Cheers for any light you can share on this!

-DJ


----------



## catsass (Nov 17, 2015)

_From the FAQ

What happens to my compositions if I cancel my membership?

Nothing will happen to your compositions if you cancel. Anything composed during your membership will be yours to use as you choose forever. You simply won’t be able to access the instruments as before to create new compositions. We suggest you render (bounce) the instruments in your compositions to your digital audio workstation before any cancellation._


----------



## EastWest Lurker (Nov 17, 2015)

Exactly.

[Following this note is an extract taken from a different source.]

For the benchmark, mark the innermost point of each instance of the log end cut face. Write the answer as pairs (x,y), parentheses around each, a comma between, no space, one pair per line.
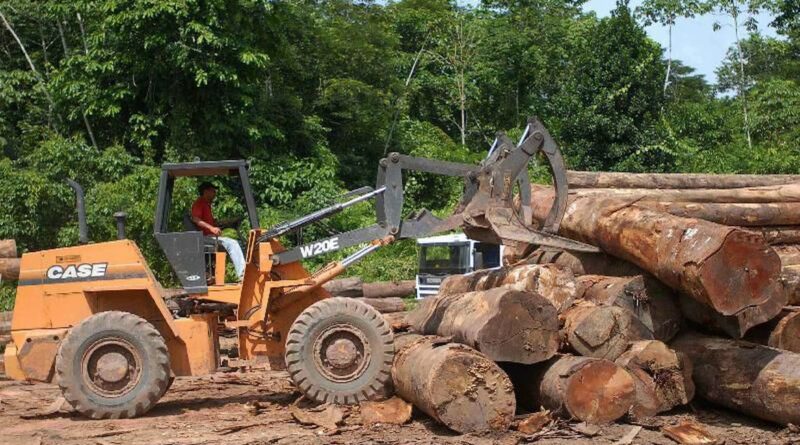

Any music you created while you were subscribed is yours but any projects you created will no longer load Play, so it is vital that you bounce to audio before you cancel.


----------



## Daniel James (Nov 17, 2015)

Sweet and can you register, cancel then re register down the line when you need the instruments?

-DJ


----------



## EastWest Lurker (Nov 17, 2015)

Daniel James said:


> Sweet and can you register, cancel then re register down the line when you need the instruments?
> 
> -DJ


I believe so.


----------



## catsass (Nov 17, 2015)

There appears to be some sort of Daniel James clause in the fine print. Something about Jennifer Lawrence, Pepsi Cola, and shaved heads.


----------



## Daniel James (Nov 17, 2015)

EastWest Lurker said:


> I believe so.



Thanks Jay! is that a definitive answer? like I could quote it down the line?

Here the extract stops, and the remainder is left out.